Des amoureux à l'honneur sur cette peinture datée de la période 1305-1340 et venant de Suisse alémanique.

Othon de Grandson a guerroyé une grande partie de sa vie en Angleterre, d'où il a ramené cette mode alors très en vogue.

Poète reconnu par les plus grands auteurs de son temps, il a chanté la Saint-Valentin à une époque où cette fête ne faisait pas encore rimer ‘aimer’ avec ‘fidélité’.

En date du 14 février, les journaux prennent de nos jours une teinte plutôt inhabituelle, tirant sur le rose. Grâce aux messages égrenés par les amoureux au fil des pages, c’est la mode quelque peu désuète des billets doux qui retrouve une certaine actualité.

Othon de Grandson lui a connu cet usage alors qu’il était pratiqué par les aristocrates du Moyen Age. Loin de son pays natal alors dominé par la famille de Savoie, ce chevalier vaudois est, dans les années 1370, au service du roi d’Angleterre.

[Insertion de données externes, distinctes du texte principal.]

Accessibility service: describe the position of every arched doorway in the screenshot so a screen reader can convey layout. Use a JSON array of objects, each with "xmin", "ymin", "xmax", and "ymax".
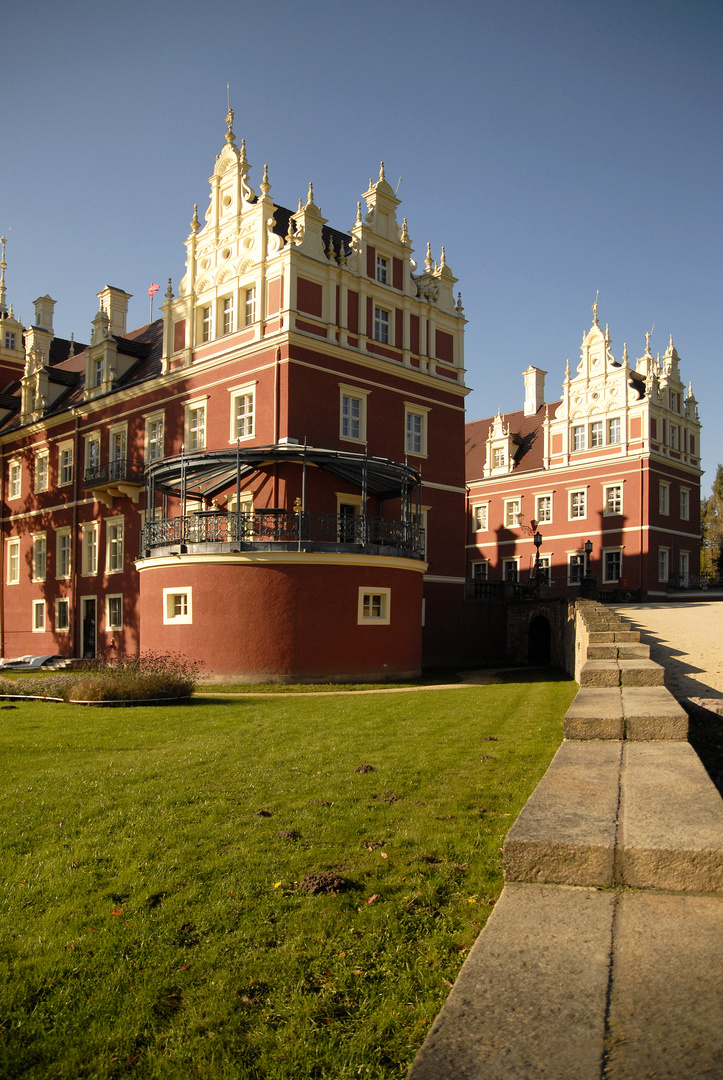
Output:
[{"xmin": 527, "ymin": 615, "xmax": 551, "ymax": 666}]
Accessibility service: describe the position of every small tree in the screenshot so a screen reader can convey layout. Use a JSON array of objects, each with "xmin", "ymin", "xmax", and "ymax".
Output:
[{"xmin": 700, "ymin": 464, "xmax": 723, "ymax": 578}]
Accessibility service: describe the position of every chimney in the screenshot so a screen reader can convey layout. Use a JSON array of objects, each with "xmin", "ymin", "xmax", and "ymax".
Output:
[
  {"xmin": 522, "ymin": 365, "xmax": 547, "ymax": 416},
  {"xmin": 96, "ymin": 285, "xmax": 133, "ymax": 337},
  {"xmin": 32, "ymin": 295, "xmax": 55, "ymax": 337}
]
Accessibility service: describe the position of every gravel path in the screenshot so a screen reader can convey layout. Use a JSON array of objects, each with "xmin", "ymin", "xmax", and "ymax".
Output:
[{"xmin": 616, "ymin": 600, "xmax": 723, "ymax": 702}]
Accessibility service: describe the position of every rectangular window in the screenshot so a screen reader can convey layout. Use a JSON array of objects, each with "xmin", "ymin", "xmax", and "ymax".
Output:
[
  {"xmin": 658, "ymin": 480, "xmax": 670, "ymax": 514},
  {"xmin": 505, "ymin": 499, "xmax": 520, "ymax": 529},
  {"xmin": 658, "ymin": 548, "xmax": 670, "ymax": 581},
  {"xmin": 374, "ymin": 308, "xmax": 389, "ymax": 345},
  {"xmin": 106, "ymin": 594, "xmax": 123, "ymax": 630},
  {"xmin": 55, "ymin": 529, "xmax": 70, "ymax": 578},
  {"xmin": 8, "ymin": 539, "xmax": 21, "ymax": 585},
  {"xmin": 220, "ymin": 296, "xmax": 233, "ymax": 334},
  {"xmin": 603, "ymin": 548, "xmax": 622, "ymax": 585},
  {"xmin": 55, "ymin": 596, "xmax": 70, "ymax": 634},
  {"xmin": 231, "ymin": 390, "xmax": 255, "ymax": 438},
  {"xmin": 82, "ymin": 522, "xmax": 98, "ymax": 576},
  {"xmin": 567, "ymin": 551, "xmax": 585, "ymax": 585},
  {"xmin": 607, "ymin": 416, "xmax": 621, "ymax": 443},
  {"xmin": 146, "ymin": 416, "xmax": 163, "ymax": 461},
  {"xmin": 8, "ymin": 461, "xmax": 23, "ymax": 499},
  {"xmin": 32, "ymin": 532, "xmax": 48, "ymax": 581},
  {"xmin": 163, "ymin": 586, "xmax": 193, "ymax": 624},
  {"xmin": 405, "ymin": 408, "xmax": 427, "ymax": 455},
  {"xmin": 503, "ymin": 558, "xmax": 520, "ymax": 581},
  {"xmin": 186, "ymin": 405, "xmax": 205, "ymax": 450},
  {"xmin": 340, "ymin": 391, "xmax": 366, "ymax": 442},
  {"xmin": 57, "ymin": 443, "xmax": 72, "ymax": 486},
  {"xmin": 535, "ymin": 495, "xmax": 552, "ymax": 525},
  {"xmin": 472, "ymin": 502, "xmax": 490, "ymax": 532},
  {"xmin": 106, "ymin": 518, "xmax": 124, "ymax": 573},
  {"xmin": 201, "ymin": 308, "xmax": 213, "ymax": 341},
  {"xmin": 85, "ymin": 435, "xmax": 101, "ymax": 476},
  {"xmin": 590, "ymin": 420, "xmax": 604, "ymax": 446},
  {"xmin": 36, "ymin": 450, "xmax": 50, "ymax": 491},
  {"xmin": 570, "ymin": 490, "xmax": 588, "ymax": 521},
  {"xmin": 243, "ymin": 285, "xmax": 256, "ymax": 326},
  {"xmin": 603, "ymin": 484, "xmax": 622, "ymax": 517},
  {"xmin": 357, "ymin": 586, "xmax": 391, "ymax": 626}
]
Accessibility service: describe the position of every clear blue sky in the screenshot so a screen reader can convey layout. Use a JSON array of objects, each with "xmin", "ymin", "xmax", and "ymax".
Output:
[{"xmin": 0, "ymin": 0, "xmax": 723, "ymax": 489}]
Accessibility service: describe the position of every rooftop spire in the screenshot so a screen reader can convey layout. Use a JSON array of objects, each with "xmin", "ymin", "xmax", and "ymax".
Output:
[{"xmin": 0, "ymin": 237, "xmax": 8, "ymax": 315}]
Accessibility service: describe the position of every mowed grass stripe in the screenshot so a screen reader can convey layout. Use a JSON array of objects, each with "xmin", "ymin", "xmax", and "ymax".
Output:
[{"xmin": 0, "ymin": 674, "xmax": 575, "ymax": 1080}]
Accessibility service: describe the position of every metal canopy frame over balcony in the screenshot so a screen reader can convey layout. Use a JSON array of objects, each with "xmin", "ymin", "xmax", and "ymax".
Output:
[{"xmin": 142, "ymin": 444, "xmax": 424, "ymax": 558}]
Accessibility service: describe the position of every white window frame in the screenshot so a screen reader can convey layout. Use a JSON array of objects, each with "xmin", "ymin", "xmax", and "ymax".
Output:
[
  {"xmin": 106, "ymin": 517, "xmax": 125, "ymax": 573},
  {"xmin": 472, "ymin": 502, "xmax": 490, "ymax": 532},
  {"xmin": 32, "ymin": 532, "xmax": 48, "ymax": 581},
  {"xmin": 567, "ymin": 487, "xmax": 588, "ymax": 522},
  {"xmin": 603, "ymin": 482, "xmax": 622, "ymax": 517},
  {"xmin": 57, "ymin": 442, "xmax": 75, "ymax": 487},
  {"xmin": 658, "ymin": 480, "xmax": 670, "ymax": 517},
  {"xmin": 535, "ymin": 491, "xmax": 553, "ymax": 525},
  {"xmin": 658, "ymin": 545, "xmax": 670, "ymax": 584},
  {"xmin": 55, "ymin": 528, "xmax": 72, "ymax": 579},
  {"xmin": 404, "ymin": 402, "xmax": 430, "ymax": 458},
  {"xmin": 357, "ymin": 585, "xmax": 391, "ymax": 626},
  {"xmin": 34, "ymin": 449, "xmax": 50, "ymax": 492},
  {"xmin": 339, "ymin": 383, "xmax": 371, "ymax": 443},
  {"xmin": 106, "ymin": 593, "xmax": 123, "ymax": 630},
  {"xmin": 372, "ymin": 305, "xmax": 391, "ymax": 345},
  {"xmin": 184, "ymin": 396, "xmax": 209, "ymax": 454},
  {"xmin": 590, "ymin": 420, "xmax": 605, "ymax": 449},
  {"xmin": 505, "ymin": 497, "xmax": 522, "ymax": 529},
  {"xmin": 229, "ymin": 382, "xmax": 256, "ymax": 443},
  {"xmin": 243, "ymin": 285, "xmax": 256, "ymax": 326},
  {"xmin": 81, "ymin": 522, "xmax": 98, "ymax": 578},
  {"xmin": 218, "ymin": 293, "xmax": 236, "ymax": 334},
  {"xmin": 163, "ymin": 585, "xmax": 193, "ymax": 626},
  {"xmin": 8, "ymin": 458, "xmax": 23, "ymax": 501},
  {"xmin": 53, "ymin": 596, "xmax": 70, "ymax": 634},
  {"xmin": 607, "ymin": 416, "xmax": 622, "ymax": 446},
  {"xmin": 32, "ymin": 600, "xmax": 45, "ymax": 634},
  {"xmin": 143, "ymin": 411, "xmax": 165, "ymax": 462},
  {"xmin": 5, "ymin": 537, "xmax": 21, "ymax": 585},
  {"xmin": 601, "ymin": 548, "xmax": 622, "ymax": 585}
]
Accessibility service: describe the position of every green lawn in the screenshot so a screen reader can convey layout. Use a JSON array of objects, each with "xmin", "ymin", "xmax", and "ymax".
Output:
[{"xmin": 0, "ymin": 673, "xmax": 576, "ymax": 1080}]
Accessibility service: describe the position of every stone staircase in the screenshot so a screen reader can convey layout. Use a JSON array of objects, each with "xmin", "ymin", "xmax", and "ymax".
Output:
[{"xmin": 409, "ymin": 602, "xmax": 723, "ymax": 1080}]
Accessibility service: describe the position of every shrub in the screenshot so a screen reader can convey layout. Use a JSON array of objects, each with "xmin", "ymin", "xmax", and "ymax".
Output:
[{"xmin": 0, "ymin": 653, "xmax": 200, "ymax": 701}]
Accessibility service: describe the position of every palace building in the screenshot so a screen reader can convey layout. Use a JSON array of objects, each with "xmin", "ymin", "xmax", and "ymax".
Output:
[
  {"xmin": 467, "ymin": 302, "xmax": 701, "ymax": 598},
  {"xmin": 0, "ymin": 110, "xmax": 467, "ymax": 680}
]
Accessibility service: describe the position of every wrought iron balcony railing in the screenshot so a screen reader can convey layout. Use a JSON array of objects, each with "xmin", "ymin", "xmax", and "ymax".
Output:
[
  {"xmin": 83, "ymin": 458, "xmax": 144, "ymax": 487},
  {"xmin": 140, "ymin": 510, "xmax": 425, "ymax": 558}
]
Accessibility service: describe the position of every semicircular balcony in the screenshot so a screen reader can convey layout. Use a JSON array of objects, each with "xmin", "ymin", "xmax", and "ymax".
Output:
[{"xmin": 140, "ymin": 444, "xmax": 426, "ymax": 561}]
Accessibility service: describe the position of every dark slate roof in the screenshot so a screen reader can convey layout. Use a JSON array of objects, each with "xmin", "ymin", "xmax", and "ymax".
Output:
[{"xmin": 465, "ymin": 401, "xmax": 562, "ymax": 484}]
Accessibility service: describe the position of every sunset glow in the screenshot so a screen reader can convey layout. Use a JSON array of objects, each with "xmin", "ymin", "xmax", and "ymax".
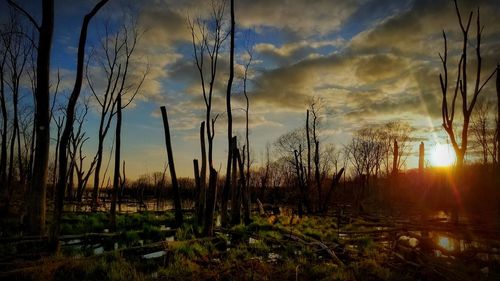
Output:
[
  {"xmin": 431, "ymin": 144, "xmax": 456, "ymax": 167},
  {"xmin": 438, "ymin": 236, "xmax": 455, "ymax": 251}
]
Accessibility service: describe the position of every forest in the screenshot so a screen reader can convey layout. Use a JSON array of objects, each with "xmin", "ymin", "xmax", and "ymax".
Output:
[{"xmin": 0, "ymin": 0, "xmax": 500, "ymax": 281}]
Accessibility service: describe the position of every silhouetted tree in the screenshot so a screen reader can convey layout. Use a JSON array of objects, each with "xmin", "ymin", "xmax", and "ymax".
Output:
[
  {"xmin": 439, "ymin": 0, "xmax": 496, "ymax": 168},
  {"xmin": 7, "ymin": 0, "xmax": 54, "ymax": 235},
  {"xmin": 221, "ymin": 0, "xmax": 237, "ymax": 225},
  {"xmin": 50, "ymin": 0, "xmax": 108, "ymax": 251},
  {"xmin": 161, "ymin": 106, "xmax": 183, "ymax": 226}
]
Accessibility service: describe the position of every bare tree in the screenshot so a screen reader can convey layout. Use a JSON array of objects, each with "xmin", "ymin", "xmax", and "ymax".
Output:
[
  {"xmin": 5, "ymin": 16, "xmax": 32, "ymax": 187},
  {"xmin": 108, "ymin": 23, "xmax": 148, "ymax": 231},
  {"xmin": 221, "ymin": 0, "xmax": 239, "ymax": 225},
  {"xmin": 0, "ymin": 19, "xmax": 10, "ymax": 189},
  {"xmin": 188, "ymin": 0, "xmax": 230, "ymax": 231},
  {"xmin": 86, "ymin": 22, "xmax": 142, "ymax": 211},
  {"xmin": 7, "ymin": 0, "xmax": 54, "ymax": 235},
  {"xmin": 50, "ymin": 0, "xmax": 108, "ymax": 251},
  {"xmin": 495, "ymin": 64, "xmax": 500, "ymax": 167},
  {"xmin": 439, "ymin": 0, "xmax": 496, "ymax": 168},
  {"xmin": 470, "ymin": 100, "xmax": 496, "ymax": 165}
]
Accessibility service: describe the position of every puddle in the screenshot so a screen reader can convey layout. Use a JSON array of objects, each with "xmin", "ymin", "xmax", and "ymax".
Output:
[{"xmin": 142, "ymin": 250, "xmax": 167, "ymax": 259}]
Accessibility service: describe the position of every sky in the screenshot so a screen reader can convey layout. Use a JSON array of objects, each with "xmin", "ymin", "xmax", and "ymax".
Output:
[{"xmin": 0, "ymin": 0, "xmax": 500, "ymax": 178}]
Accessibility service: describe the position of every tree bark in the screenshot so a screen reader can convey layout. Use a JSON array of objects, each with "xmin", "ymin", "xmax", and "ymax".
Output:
[
  {"xmin": 26, "ymin": 0, "xmax": 54, "ymax": 235},
  {"xmin": 110, "ymin": 95, "xmax": 122, "ymax": 232},
  {"xmin": 221, "ymin": 0, "xmax": 235, "ymax": 226},
  {"xmin": 203, "ymin": 169, "xmax": 217, "ymax": 237},
  {"xmin": 50, "ymin": 0, "xmax": 108, "ymax": 251},
  {"xmin": 231, "ymin": 137, "xmax": 241, "ymax": 225},
  {"xmin": 200, "ymin": 122, "xmax": 207, "ymax": 222},
  {"xmin": 496, "ymin": 64, "xmax": 500, "ymax": 167},
  {"xmin": 161, "ymin": 106, "xmax": 183, "ymax": 226},
  {"xmin": 193, "ymin": 159, "xmax": 205, "ymax": 225},
  {"xmin": 0, "ymin": 59, "xmax": 9, "ymax": 186}
]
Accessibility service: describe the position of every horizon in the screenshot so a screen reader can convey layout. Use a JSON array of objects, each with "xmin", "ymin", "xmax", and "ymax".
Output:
[{"xmin": 0, "ymin": 0, "xmax": 500, "ymax": 179}]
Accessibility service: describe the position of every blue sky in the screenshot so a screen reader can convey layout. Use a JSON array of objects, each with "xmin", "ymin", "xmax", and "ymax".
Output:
[{"xmin": 0, "ymin": 0, "xmax": 500, "ymax": 177}]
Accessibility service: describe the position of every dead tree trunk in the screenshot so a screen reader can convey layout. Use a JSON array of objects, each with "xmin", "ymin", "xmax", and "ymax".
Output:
[
  {"xmin": 161, "ymin": 106, "xmax": 182, "ymax": 226},
  {"xmin": 235, "ymin": 149, "xmax": 251, "ymax": 225},
  {"xmin": 200, "ymin": 121, "xmax": 207, "ymax": 199},
  {"xmin": 0, "ymin": 42, "xmax": 9, "ymax": 186},
  {"xmin": 221, "ymin": 0, "xmax": 235, "ymax": 225},
  {"xmin": 203, "ymin": 169, "xmax": 217, "ymax": 237},
  {"xmin": 49, "ymin": 0, "xmax": 108, "ymax": 251},
  {"xmin": 418, "ymin": 142, "xmax": 425, "ymax": 174},
  {"xmin": 110, "ymin": 95, "xmax": 122, "ymax": 232},
  {"xmin": 231, "ymin": 137, "xmax": 241, "ymax": 225},
  {"xmin": 392, "ymin": 140, "xmax": 399, "ymax": 175},
  {"xmin": 193, "ymin": 159, "xmax": 205, "ymax": 225},
  {"xmin": 306, "ymin": 109, "xmax": 311, "ymax": 184},
  {"xmin": 12, "ymin": 0, "xmax": 54, "ymax": 235},
  {"xmin": 496, "ymin": 64, "xmax": 500, "ymax": 167},
  {"xmin": 323, "ymin": 168, "xmax": 344, "ymax": 213}
]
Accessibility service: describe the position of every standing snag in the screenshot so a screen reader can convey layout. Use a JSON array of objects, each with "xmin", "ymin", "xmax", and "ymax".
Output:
[{"xmin": 161, "ymin": 106, "xmax": 183, "ymax": 226}]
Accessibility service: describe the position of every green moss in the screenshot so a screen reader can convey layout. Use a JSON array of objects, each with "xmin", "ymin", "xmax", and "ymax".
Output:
[{"xmin": 53, "ymin": 254, "xmax": 144, "ymax": 281}]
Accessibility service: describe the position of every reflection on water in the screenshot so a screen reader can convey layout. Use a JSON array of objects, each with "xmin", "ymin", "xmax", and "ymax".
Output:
[
  {"xmin": 437, "ymin": 236, "xmax": 455, "ymax": 252},
  {"xmin": 64, "ymin": 200, "xmax": 178, "ymax": 213}
]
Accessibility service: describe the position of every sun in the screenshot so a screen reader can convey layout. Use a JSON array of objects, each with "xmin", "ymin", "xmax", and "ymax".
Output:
[{"xmin": 431, "ymin": 143, "xmax": 456, "ymax": 167}]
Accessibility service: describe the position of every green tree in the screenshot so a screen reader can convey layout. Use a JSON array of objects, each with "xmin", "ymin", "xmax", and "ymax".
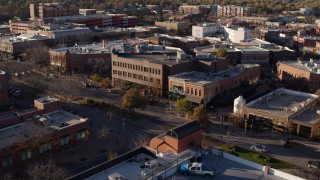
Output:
[
  {"xmin": 188, "ymin": 104, "xmax": 210, "ymax": 131},
  {"xmin": 175, "ymin": 98, "xmax": 192, "ymax": 112},
  {"xmin": 92, "ymin": 73, "xmax": 101, "ymax": 84},
  {"xmin": 216, "ymin": 48, "xmax": 228, "ymax": 57},
  {"xmin": 121, "ymin": 88, "xmax": 147, "ymax": 112},
  {"xmin": 152, "ymin": 79, "xmax": 161, "ymax": 97},
  {"xmin": 101, "ymin": 78, "xmax": 111, "ymax": 89}
]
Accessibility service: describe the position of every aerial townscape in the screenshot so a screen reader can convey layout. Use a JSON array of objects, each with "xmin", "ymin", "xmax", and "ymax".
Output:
[{"xmin": 0, "ymin": 0, "xmax": 320, "ymax": 180}]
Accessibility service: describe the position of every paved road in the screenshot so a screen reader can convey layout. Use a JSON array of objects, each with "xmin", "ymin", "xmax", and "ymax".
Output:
[{"xmin": 207, "ymin": 119, "xmax": 320, "ymax": 167}]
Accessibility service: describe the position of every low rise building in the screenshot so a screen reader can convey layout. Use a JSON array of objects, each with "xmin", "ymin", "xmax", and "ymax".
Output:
[
  {"xmin": 224, "ymin": 27, "xmax": 251, "ymax": 43},
  {"xmin": 192, "ymin": 23, "xmax": 224, "ymax": 38},
  {"xmin": 169, "ymin": 64, "xmax": 260, "ymax": 104},
  {"xmin": 0, "ymin": 97, "xmax": 90, "ymax": 169},
  {"xmin": 49, "ymin": 41, "xmax": 119, "ymax": 74},
  {"xmin": 235, "ymin": 88, "xmax": 320, "ymax": 138},
  {"xmin": 155, "ymin": 21, "xmax": 190, "ymax": 34},
  {"xmin": 277, "ymin": 59, "xmax": 320, "ymax": 92},
  {"xmin": 0, "ymin": 34, "xmax": 53, "ymax": 59},
  {"xmin": 0, "ymin": 70, "xmax": 9, "ymax": 107}
]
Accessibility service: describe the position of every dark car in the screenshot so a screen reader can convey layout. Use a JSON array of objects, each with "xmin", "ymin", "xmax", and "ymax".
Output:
[
  {"xmin": 281, "ymin": 139, "xmax": 291, "ymax": 147},
  {"xmin": 307, "ymin": 161, "xmax": 320, "ymax": 169}
]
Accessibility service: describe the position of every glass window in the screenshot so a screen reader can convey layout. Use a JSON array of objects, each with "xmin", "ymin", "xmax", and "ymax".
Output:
[
  {"xmin": 39, "ymin": 143, "xmax": 52, "ymax": 154},
  {"xmin": 2, "ymin": 155, "xmax": 13, "ymax": 167},
  {"xmin": 77, "ymin": 130, "xmax": 86, "ymax": 140},
  {"xmin": 60, "ymin": 136, "xmax": 70, "ymax": 146},
  {"xmin": 21, "ymin": 150, "xmax": 32, "ymax": 160}
]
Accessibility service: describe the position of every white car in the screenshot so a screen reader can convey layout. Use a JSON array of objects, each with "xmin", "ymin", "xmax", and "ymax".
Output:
[{"xmin": 251, "ymin": 144, "xmax": 269, "ymax": 153}]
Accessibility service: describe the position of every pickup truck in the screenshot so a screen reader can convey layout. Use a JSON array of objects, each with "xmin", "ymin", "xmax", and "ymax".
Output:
[{"xmin": 180, "ymin": 162, "xmax": 216, "ymax": 178}]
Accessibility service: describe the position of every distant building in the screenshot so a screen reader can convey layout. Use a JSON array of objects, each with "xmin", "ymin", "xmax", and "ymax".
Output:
[
  {"xmin": 224, "ymin": 26, "xmax": 251, "ymax": 43},
  {"xmin": 169, "ymin": 64, "xmax": 260, "ymax": 104},
  {"xmin": 0, "ymin": 97, "xmax": 90, "ymax": 169},
  {"xmin": 217, "ymin": 5, "xmax": 253, "ymax": 17},
  {"xmin": 192, "ymin": 23, "xmax": 224, "ymax": 38},
  {"xmin": 0, "ymin": 70, "xmax": 9, "ymax": 107},
  {"xmin": 149, "ymin": 120, "xmax": 202, "ymax": 154},
  {"xmin": 277, "ymin": 60, "xmax": 320, "ymax": 92},
  {"xmin": 30, "ymin": 3, "xmax": 79, "ymax": 19},
  {"xmin": 0, "ymin": 34, "xmax": 53, "ymax": 59},
  {"xmin": 155, "ymin": 21, "xmax": 190, "ymax": 34},
  {"xmin": 49, "ymin": 41, "xmax": 118, "ymax": 74},
  {"xmin": 238, "ymin": 88, "xmax": 320, "ymax": 138}
]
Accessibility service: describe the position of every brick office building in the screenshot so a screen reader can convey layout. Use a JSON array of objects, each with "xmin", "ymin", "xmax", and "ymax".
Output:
[
  {"xmin": 0, "ymin": 70, "xmax": 9, "ymax": 107},
  {"xmin": 149, "ymin": 121, "xmax": 202, "ymax": 154},
  {"xmin": 277, "ymin": 60, "xmax": 320, "ymax": 92},
  {"xmin": 29, "ymin": 3, "xmax": 79, "ymax": 19},
  {"xmin": 168, "ymin": 64, "xmax": 260, "ymax": 104},
  {"xmin": 49, "ymin": 42, "xmax": 113, "ymax": 74},
  {"xmin": 0, "ymin": 97, "xmax": 90, "ymax": 169}
]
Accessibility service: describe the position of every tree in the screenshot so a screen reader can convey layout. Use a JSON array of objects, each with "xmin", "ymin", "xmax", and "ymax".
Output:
[
  {"xmin": 152, "ymin": 79, "xmax": 161, "ymax": 97},
  {"xmin": 92, "ymin": 73, "xmax": 101, "ymax": 84},
  {"xmin": 189, "ymin": 104, "xmax": 210, "ymax": 131},
  {"xmin": 200, "ymin": 39, "xmax": 210, "ymax": 46},
  {"xmin": 28, "ymin": 159, "xmax": 69, "ymax": 180},
  {"xmin": 121, "ymin": 88, "xmax": 147, "ymax": 112},
  {"xmin": 216, "ymin": 48, "xmax": 228, "ymax": 57},
  {"xmin": 108, "ymin": 151, "xmax": 118, "ymax": 161},
  {"xmin": 175, "ymin": 98, "xmax": 192, "ymax": 112},
  {"xmin": 129, "ymin": 134, "xmax": 150, "ymax": 150},
  {"xmin": 101, "ymin": 78, "xmax": 111, "ymax": 89}
]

Il se bat en son nom et fréquente sa cour.

Ce qui lui permet de rencontrer tout ce que la Grande-Bretagne compte d’auteurs significatifs, tels notamment Chaucer, l’auteur des ‘Contes de Canterbury’. Et surtout de se familiariser avec les mœurs des gentilshommes anglais.

Pour ceux-ci la Saint-Valentin est avant tout l’occasion d’élire leur ‘valentine’, c’est-à-dire la femme ou la jeune fille qu’ils couvriront d’honneurs et de présents et avec qui ils échangeront une correspondance amoureuse anonyme. Mais attention, cela l’espace d’une année seulement.

Le retour du printemps

Maniant la plume avec autant de virtuosité que l’épée – à l’instar d’ailleurs de nombreux seigneurs de l’époque dont le plus connu est sans doute Richard Cœur de Lion -, Othon de Grandson a été parmi les premiers à importer en terre francophone la matière galante anglaise.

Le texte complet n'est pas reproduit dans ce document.